The Redneck Advantage

This is where Rednecks offer a huge advantage. Unlike various tree stands, Rednecks can be placed darn near anywhere, in that they don’t require a suitable stand tree. Certainly, they are benefitted from being able to blend the blind into cover, but even that isn’t a must have. In just the past season, we’ve taken both a 5.5 and a 6.5 year old buck, as well as my daughter’s first doe out of Redneck hunting blinds that are sitting in wide open fields.

To pull this off, two things must be done. They can only be hunted on safe winds and the deer can’t see the hunter entering or existing the Redneck. So long as the hunters are careful and don’t give deer reasons to associate danger with the blind, a Redneck can be effectively placed in the open.

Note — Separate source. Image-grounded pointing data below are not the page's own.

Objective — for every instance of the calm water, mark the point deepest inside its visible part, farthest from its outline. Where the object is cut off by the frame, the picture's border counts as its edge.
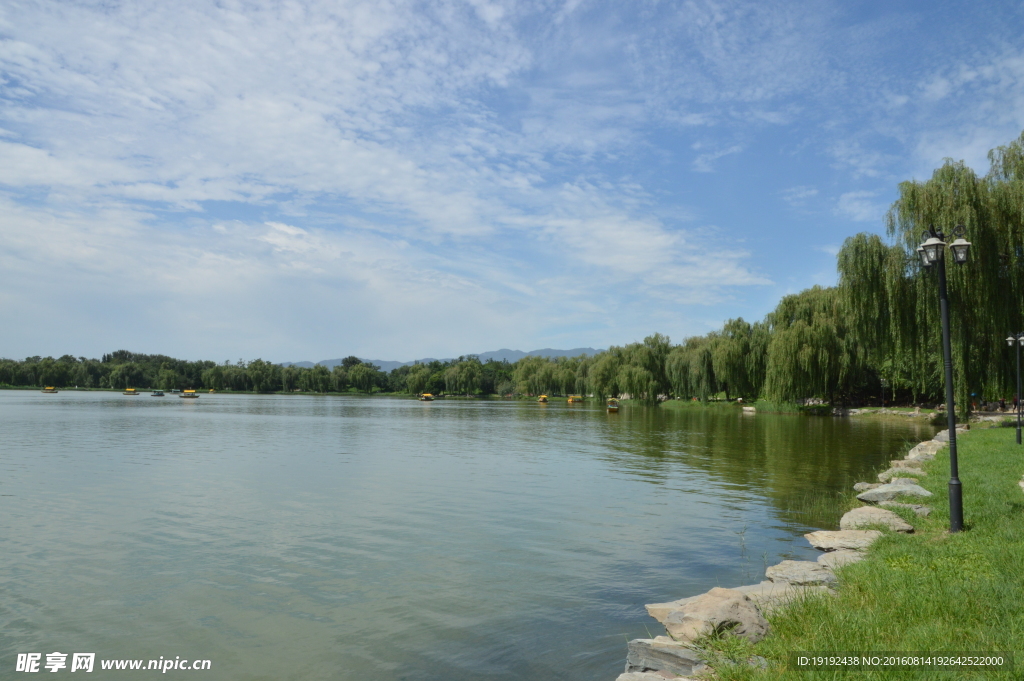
(340, 538)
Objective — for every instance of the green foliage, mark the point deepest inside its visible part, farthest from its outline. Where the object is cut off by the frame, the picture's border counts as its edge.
(929, 591)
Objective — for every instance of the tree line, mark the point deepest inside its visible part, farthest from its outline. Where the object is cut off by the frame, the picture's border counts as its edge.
(876, 333)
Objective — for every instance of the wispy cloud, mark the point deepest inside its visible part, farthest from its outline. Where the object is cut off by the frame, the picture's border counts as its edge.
(539, 168)
(860, 206)
(702, 163)
(799, 196)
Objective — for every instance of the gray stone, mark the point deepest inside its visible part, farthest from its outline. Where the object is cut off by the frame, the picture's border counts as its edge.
(888, 475)
(943, 435)
(716, 611)
(865, 516)
(802, 573)
(830, 540)
(834, 559)
(916, 508)
(644, 676)
(888, 493)
(925, 451)
(645, 654)
(770, 595)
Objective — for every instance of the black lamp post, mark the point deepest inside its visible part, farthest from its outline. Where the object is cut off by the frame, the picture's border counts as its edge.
(1018, 340)
(932, 252)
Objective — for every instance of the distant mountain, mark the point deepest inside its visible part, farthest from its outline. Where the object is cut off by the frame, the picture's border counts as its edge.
(498, 355)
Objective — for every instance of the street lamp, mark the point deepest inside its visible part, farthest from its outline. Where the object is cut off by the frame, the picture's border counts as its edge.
(1018, 340)
(932, 253)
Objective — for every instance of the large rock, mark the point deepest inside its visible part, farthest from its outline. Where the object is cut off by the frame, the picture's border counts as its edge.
(943, 435)
(834, 559)
(660, 654)
(865, 516)
(644, 676)
(830, 540)
(770, 595)
(716, 611)
(887, 493)
(916, 508)
(926, 451)
(801, 573)
(888, 475)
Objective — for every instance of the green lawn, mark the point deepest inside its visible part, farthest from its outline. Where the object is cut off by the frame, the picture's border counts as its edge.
(931, 591)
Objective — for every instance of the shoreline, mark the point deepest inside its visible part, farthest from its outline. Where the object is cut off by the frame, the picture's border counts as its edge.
(695, 623)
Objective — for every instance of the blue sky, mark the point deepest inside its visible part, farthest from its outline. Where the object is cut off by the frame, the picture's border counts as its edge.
(303, 180)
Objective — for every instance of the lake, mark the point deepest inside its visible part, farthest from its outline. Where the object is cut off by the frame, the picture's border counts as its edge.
(300, 537)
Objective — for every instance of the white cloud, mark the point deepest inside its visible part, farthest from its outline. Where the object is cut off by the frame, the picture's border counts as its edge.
(799, 196)
(860, 206)
(472, 157)
(702, 163)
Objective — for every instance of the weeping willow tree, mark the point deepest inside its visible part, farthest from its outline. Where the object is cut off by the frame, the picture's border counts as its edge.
(892, 301)
(812, 351)
(690, 368)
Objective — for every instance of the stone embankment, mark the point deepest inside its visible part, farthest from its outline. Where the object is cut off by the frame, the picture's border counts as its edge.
(740, 611)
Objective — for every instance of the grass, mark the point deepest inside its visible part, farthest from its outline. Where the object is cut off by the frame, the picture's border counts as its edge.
(930, 592)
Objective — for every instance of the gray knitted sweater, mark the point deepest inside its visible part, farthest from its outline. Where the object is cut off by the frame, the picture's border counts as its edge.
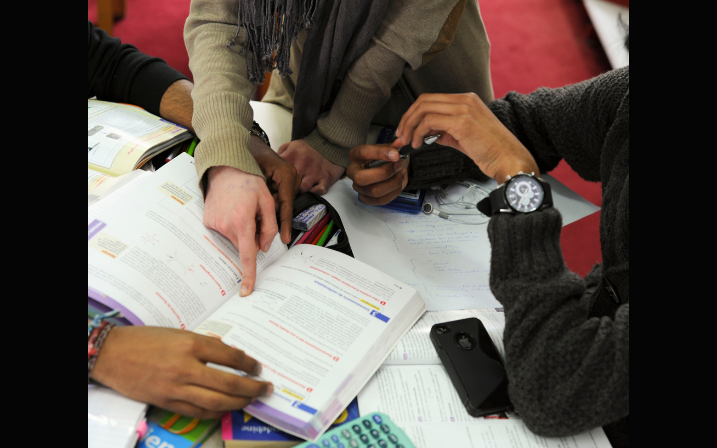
(566, 342)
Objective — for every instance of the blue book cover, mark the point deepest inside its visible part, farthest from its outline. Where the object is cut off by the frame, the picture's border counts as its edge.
(169, 430)
(239, 428)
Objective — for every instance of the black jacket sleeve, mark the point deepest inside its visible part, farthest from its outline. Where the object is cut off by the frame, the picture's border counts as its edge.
(121, 73)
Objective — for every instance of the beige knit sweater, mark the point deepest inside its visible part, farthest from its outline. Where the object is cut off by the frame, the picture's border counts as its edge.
(421, 46)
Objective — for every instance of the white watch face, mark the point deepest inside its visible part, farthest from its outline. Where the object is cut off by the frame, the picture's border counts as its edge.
(525, 194)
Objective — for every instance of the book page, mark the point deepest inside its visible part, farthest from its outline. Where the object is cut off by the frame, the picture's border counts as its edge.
(422, 401)
(447, 262)
(416, 346)
(320, 323)
(118, 135)
(95, 179)
(150, 255)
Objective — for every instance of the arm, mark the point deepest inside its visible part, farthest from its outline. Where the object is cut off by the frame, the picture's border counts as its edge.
(238, 202)
(567, 373)
(120, 73)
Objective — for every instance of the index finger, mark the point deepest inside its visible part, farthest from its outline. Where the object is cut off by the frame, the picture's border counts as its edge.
(366, 153)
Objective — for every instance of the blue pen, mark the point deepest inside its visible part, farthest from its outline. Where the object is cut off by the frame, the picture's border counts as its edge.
(406, 151)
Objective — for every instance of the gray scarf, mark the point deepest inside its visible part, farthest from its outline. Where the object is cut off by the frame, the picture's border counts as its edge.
(339, 32)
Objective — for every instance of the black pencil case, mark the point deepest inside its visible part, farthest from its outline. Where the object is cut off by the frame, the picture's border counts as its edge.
(305, 200)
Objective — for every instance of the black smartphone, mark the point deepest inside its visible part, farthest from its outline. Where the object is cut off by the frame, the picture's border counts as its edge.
(473, 364)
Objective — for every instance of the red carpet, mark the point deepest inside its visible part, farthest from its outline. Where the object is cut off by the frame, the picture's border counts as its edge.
(535, 43)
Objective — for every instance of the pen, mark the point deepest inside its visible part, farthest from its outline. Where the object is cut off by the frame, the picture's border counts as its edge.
(334, 239)
(190, 151)
(406, 150)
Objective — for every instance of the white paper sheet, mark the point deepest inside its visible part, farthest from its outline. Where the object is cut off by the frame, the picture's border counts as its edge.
(422, 401)
(447, 262)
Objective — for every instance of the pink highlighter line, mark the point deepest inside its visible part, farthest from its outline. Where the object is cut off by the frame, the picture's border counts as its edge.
(311, 234)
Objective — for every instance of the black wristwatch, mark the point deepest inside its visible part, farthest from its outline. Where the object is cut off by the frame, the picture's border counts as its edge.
(259, 132)
(523, 193)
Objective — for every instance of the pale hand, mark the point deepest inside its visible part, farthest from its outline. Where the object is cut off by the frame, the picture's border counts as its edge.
(316, 172)
(466, 123)
(239, 206)
(167, 368)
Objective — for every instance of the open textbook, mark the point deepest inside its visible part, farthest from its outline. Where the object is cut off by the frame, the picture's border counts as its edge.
(320, 322)
(413, 387)
(121, 138)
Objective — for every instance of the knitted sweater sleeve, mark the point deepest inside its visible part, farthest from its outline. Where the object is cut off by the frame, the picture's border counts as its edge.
(121, 73)
(567, 372)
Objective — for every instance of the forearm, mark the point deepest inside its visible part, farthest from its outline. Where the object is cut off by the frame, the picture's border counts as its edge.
(440, 165)
(176, 105)
(222, 115)
(567, 373)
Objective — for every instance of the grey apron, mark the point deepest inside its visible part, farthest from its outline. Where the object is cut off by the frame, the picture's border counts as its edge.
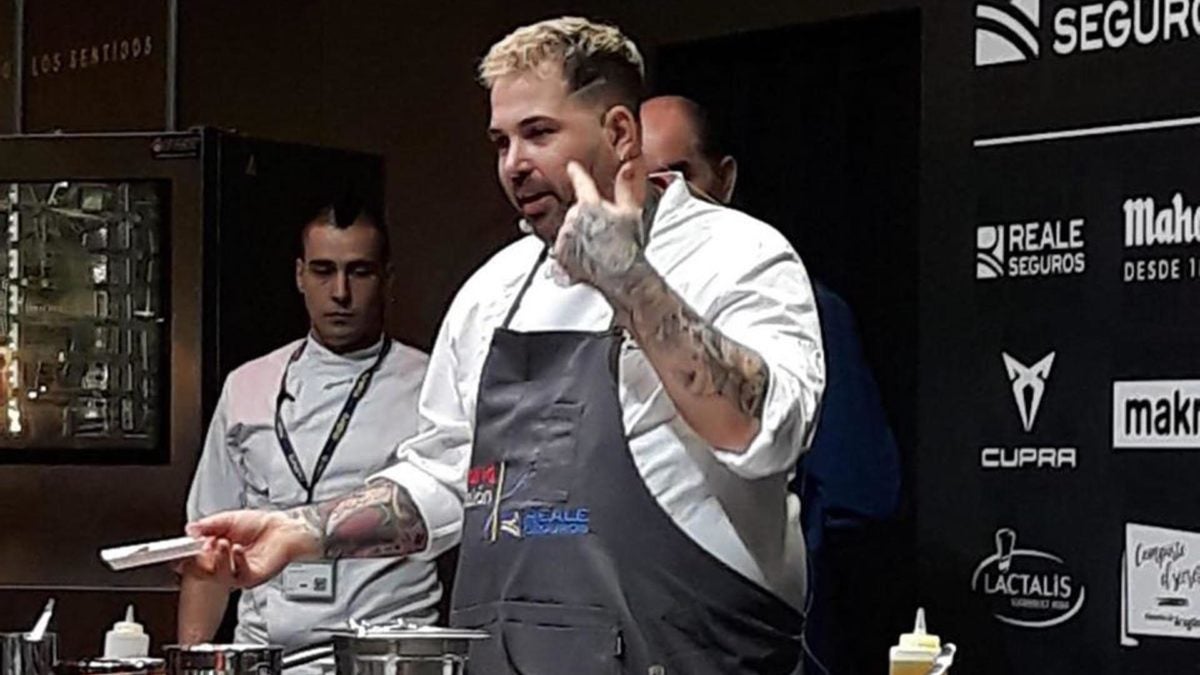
(567, 559)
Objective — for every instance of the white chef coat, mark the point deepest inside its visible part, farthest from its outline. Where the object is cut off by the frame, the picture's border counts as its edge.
(243, 466)
(735, 270)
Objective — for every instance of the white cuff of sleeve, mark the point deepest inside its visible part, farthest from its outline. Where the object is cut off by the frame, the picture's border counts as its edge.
(777, 446)
(438, 507)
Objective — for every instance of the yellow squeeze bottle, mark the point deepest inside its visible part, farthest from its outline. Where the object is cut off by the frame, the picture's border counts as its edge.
(916, 652)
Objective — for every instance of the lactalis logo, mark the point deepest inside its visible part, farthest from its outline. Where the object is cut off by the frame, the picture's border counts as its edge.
(1029, 386)
(1027, 587)
(1033, 249)
(1162, 413)
(1007, 31)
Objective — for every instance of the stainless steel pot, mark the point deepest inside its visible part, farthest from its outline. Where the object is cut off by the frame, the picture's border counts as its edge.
(223, 659)
(403, 650)
(22, 656)
(132, 665)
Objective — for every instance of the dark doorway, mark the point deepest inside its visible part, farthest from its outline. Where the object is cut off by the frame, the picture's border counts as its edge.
(825, 123)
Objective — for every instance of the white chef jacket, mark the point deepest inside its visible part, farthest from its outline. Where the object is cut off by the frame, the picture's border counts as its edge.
(243, 466)
(738, 273)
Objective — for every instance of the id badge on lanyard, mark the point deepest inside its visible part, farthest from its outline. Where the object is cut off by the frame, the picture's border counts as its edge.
(341, 425)
(312, 581)
(317, 581)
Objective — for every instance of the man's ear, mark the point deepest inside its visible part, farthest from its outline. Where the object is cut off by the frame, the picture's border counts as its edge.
(623, 132)
(727, 178)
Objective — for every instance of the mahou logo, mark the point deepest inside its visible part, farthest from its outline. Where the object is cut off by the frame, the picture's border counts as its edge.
(1027, 587)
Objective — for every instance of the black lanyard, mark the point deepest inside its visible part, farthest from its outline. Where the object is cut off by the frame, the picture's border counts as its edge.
(336, 434)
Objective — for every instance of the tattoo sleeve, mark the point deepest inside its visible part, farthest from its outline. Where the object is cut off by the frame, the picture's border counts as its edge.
(702, 359)
(693, 352)
(377, 520)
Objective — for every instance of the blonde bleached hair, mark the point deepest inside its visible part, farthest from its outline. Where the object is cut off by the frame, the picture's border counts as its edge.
(591, 54)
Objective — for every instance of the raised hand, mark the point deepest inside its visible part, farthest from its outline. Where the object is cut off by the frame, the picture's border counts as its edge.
(601, 240)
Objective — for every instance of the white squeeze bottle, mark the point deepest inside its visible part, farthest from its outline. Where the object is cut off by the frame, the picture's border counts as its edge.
(127, 639)
(916, 652)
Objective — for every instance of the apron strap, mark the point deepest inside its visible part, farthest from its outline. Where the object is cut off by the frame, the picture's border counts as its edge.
(525, 286)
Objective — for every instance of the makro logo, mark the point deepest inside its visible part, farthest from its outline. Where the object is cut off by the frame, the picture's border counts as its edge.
(1029, 386)
(1157, 239)
(1053, 248)
(1027, 587)
(1161, 413)
(1007, 31)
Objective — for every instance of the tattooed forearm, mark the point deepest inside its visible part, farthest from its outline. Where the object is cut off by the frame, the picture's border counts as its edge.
(373, 521)
(701, 358)
(717, 384)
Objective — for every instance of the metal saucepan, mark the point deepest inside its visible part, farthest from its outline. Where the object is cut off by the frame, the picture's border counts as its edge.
(223, 659)
(133, 665)
(23, 655)
(402, 649)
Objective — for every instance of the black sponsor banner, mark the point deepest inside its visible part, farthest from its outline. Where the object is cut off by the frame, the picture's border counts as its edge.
(1078, 63)
(1078, 407)
(95, 69)
(7, 67)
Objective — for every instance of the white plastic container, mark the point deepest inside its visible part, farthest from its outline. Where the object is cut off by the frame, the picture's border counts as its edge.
(127, 639)
(916, 651)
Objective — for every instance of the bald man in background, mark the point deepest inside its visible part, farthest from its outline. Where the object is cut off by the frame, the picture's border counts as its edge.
(851, 477)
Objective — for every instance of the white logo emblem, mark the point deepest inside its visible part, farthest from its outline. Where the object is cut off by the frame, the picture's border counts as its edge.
(990, 251)
(1029, 384)
(1007, 31)
(1027, 587)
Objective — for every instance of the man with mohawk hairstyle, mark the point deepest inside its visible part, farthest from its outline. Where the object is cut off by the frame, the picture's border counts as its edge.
(613, 406)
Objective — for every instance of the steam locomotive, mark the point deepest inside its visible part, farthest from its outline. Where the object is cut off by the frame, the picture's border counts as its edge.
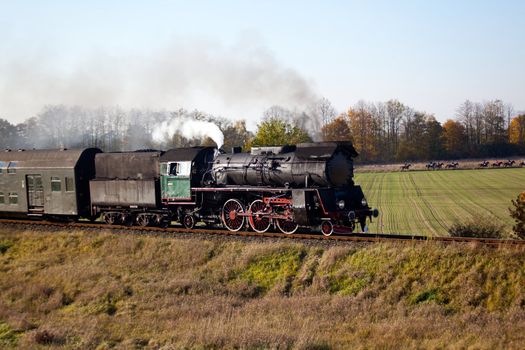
(308, 185)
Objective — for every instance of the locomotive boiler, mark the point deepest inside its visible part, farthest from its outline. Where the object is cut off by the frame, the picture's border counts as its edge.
(305, 165)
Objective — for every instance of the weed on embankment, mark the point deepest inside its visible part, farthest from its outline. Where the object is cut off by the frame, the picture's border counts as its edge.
(73, 290)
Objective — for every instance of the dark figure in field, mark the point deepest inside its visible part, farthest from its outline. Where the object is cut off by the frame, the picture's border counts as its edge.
(431, 165)
(406, 166)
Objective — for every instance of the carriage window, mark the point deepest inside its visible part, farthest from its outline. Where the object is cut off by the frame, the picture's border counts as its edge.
(56, 184)
(11, 168)
(164, 169)
(174, 169)
(13, 198)
(70, 186)
(180, 168)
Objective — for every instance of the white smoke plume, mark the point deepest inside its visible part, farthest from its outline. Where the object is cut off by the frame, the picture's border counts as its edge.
(189, 128)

The Redneck Blind Buck Palace

Not only do Rednecks hunting blinds eliminate the need for an acceptable tree being where we need it, their complete enclosure allows us to safely hunt them in a much wider area, while also helping to contain scent.

One still needs to determine where the hunting blind will be set before clearing or ground breaking begins. However, Redneck users have far more flexibility in the precise placement of the blind than tree stands offer. As an added bonus, keeping the backside windows closed further reduces the odds of a rogue wind swirl educating deer.

Conclusion

To truly get the best hunting opportunities a property has to give, the trick is not allowing the deer to know we’re hunting them on that ground. When we successfully pull that off, our hunting grounds have the strong tendency to keep getting better and better with each passing day of season, as the neighboring hunting pressure pushes deer to what they see as their sanctuary on our grounds.

One can still hunt a property hard, while realizing that advantage. To do so, simply use your habitat improvements to create high odds, low impact stand sites. Determine how to get to and from, as well as hunt a location safely and you’ve got the game licked. Luckily, Rednecks make that even easier for us.